Recuerdo un sorprendente consejo de Pep Quetglas en la Facultad de Arquitectura. Venía a decir que no perdieses el tiempo con el profesor de proyectos que te explicaba cómo diseñaban Le Corbusier, Mies o Aalto. Que era mucho mejor bajar a la planta baja y preguntárselo directamente a ellos; en la biblioteca. Allí estaban todos siempre a tu disposición. Bastaba saltarse el intermediario. Así como los curas son más bien un estorbo en nuestra relación con Dios.
Ahora acabo de desprenderme de la biblioteca de maestros, maestrillos y embaucadores que fui atesorando con entusiasmo durante muchos años. Diversos motivos me han impelido a regalar, cambiar o vender 6.000 dosis de conocimiento. Me habían costado un congo, ocupado mucho espacio, empleado a bibliotecarios para ordenarlos; nos dieron muchas satisfacciones a mí y a otros, pero desde hace tiempo ya nadie se iba a dar lecciones con ellos. Ya estaban dadas, o se ofrecían en otros sitios. He ido comprobando como internet, las revistas y las prisas los iban arrinconando. La capa de polvo era ya intolerable.
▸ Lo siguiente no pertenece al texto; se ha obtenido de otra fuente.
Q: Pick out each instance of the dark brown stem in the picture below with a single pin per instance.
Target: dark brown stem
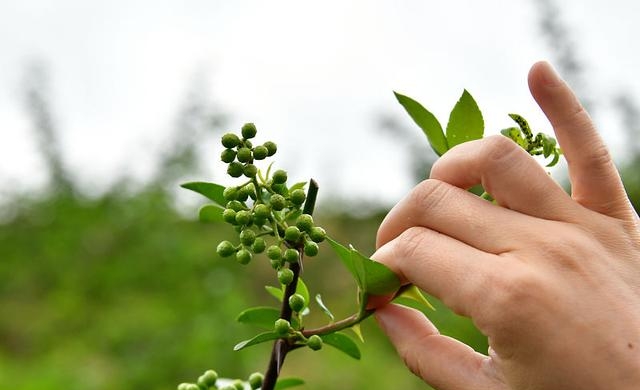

Ahora mis libros volverán a la vida tras una infrautilización unipersonal que se me hacía perversa. Los he liberado, los he dispersado, llegarán a casas de amigos o al Centre de Documentació del Museu del Disseny, para dar luz a quien la busque. O irán al coleccionista que los buscaba con deseo. Porque los libros si no se abren se gastan y al final mueren. Tras media vida de acumulación llega el periodo de despoje.
Les agradezco a todos las magníficas lecciones recibidas, sus engaños y alguna que otra colleja que me han ido dando. Y no oculto que a veces salgo disparado a un estante buscando consejo, pero cual miembro amputado, solo encuentro un emotivo vacío.
Allá donde estén seguirán siendo míos, porque el libro es por antonomasia una infinita e irreversible multipropiedad.